In a scene in the famous 90s sitcom Seinfeld, George describes to Jerry an idea for a show about nothing. After the events of the last days and weeks in federal and state politics, we can ask whether Australian politics has become a Seinfeld moment.
In Australia the nothingness of internal party politics reveals something very real.
Leadership challenges and changes of leadership have become more frequent in Australian politics than ever before. As traditional partisan division between and within parties have declined politicians have pursued power all the more aggressively as an end in itself.
The irresolvable viciousness of internal conflict within political parties reflects not policy divergence but convergence.
Political parties have had to manage this new reality. Here they face two distinct challenges: there is the imperative to change leaders for electoral purposes and the fear that “disunity is death”.
As we saw yesterday even the hint of leadership conflict generates media frenzy. The result is that parties have developed the strategy of the uncontested transition. Former leaders now participate in a ritual reminiscent of George Orwell’s Nineteen Eighty-Four, where their record in power is mysteriously erased.
Kevin Rudd has refused to even contest the leadership and will only settle for unanimous support. The fear of contestation is a broader pattern across the political landscape. Every party conference is more stage managed than the last.
Yet the decline of intra-party conflict leaves voters cold. It is a sign of the decay of policy contestation within political parties. This decay has left a vacuum filled by unresolvable debates about electability, a poll can always been found or an argument made to bolster the claim of one politician over another.
An economy in upheaval and a more volatile electorate also has the consequence that polls fluctuate more and there are many more polls to pick and choose from. After 1975 Gough Whitlam anticipated a future of permanent instability in federal politics. He argued that governments that lacked a Senate majority would be forced to the polls whenever advantageous for the opposition. This did not occur but we have arrived at surprisingly similar political outcome except that leaders are overthrown not by their political opponents but by their supporters.
Arguments about policy can be resolved. They are either adopted or not. Paul Keating’s challenge to Bob Hawke provides an example. The former Treasurer criticised key policies of the Hawke government: Medicare co-payments, Hawke’s new federalism and the cautious response of the government to the recession.
Many of Hawke’s supporters, perhaps with some validity, argued that Keating’s concern with these politics was opportunistic, but Keating provided caucus with a choice. Keating also persuaded caucus that he could take the fight to John Hewson’s coalition, even although Hawke remained more popular in opinion polls. Over a decade later Peter Costello had a similar choice to Keating but instead waited in vain for John Howard to move on.

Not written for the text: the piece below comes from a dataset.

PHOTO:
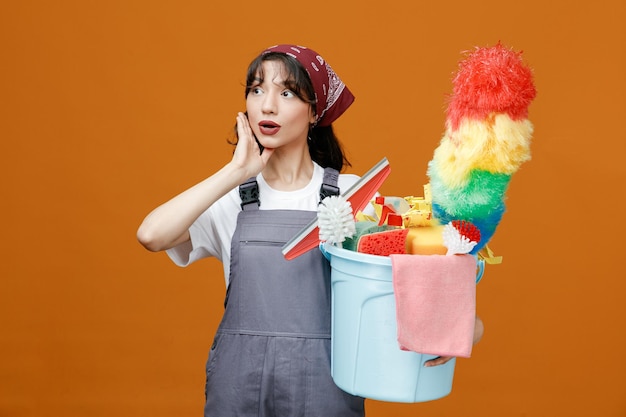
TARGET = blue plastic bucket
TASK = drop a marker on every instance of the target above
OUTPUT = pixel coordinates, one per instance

The Hawke/Keating battle was bitter. Hawke’s supporters accused Keating of having placed his own interests ahead of the government in much the same manner as Gillard loyalists criticise Rudd. Yet the Keating government was remarkably harmonious. Keating relied heavily on ministers who had been Hawke loyalists. Labor had resolved an argument about policy and moved on.

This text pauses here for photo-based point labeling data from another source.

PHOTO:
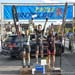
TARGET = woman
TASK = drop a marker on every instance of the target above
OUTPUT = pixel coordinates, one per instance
(51, 48)
(27, 49)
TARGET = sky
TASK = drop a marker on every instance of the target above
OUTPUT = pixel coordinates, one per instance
(35, 1)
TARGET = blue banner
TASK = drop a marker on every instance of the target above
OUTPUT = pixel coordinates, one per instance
(25, 12)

Rudd’s failure to challenge Gillard and his pursuit of the dream of a coronation by Labor is consistent with his failure to raise one substantive area of policy divergence from Gillard.
On issues such as the mining tax and single parent payments Labor has accepted a conservative agenda. Rudd shows no sign of differentiation from this agenda. A similar pattern has also occurred at times within the conservative parties. In 1971 Liberal Prime Minister John Gorton and his rival William McMahon tied in a leadership ballot.
On a day as chaotic as that of Thursday Gorton resigned the Prime Ministership and then successfully contested the ballot for the deputy leadership. This shambolic exercise spoke to the ideological exhaustion of the post-Menzies Liberal Party; it was Whitlam’s Labor party that set the national policy agenda.
Ted Baillieu’s resignation demonstrated that the Victorian Coalition had failed to develop an agenda distinctive from that of Labor. The new Premier’s major priority is to neutralise issues such as TAFE funding and teacher pay where Labor has set the agenda.
The dysfunction of federal Labor and of the Victorian Liberals arises from a similar cause; both are governments that find the political agenda set by their opponents. The euphoria of 2007 when Rudd vanquished Howard is now a dream, whilst the Victorian Liberals have to govern an urban and multicultural state inhospitable to conservative politics.
The result for both parties is a pattern frustration and self-destruction manifest in irresolvable leadership conflicts, even although the individuals in these battles can never explain why they are fighting.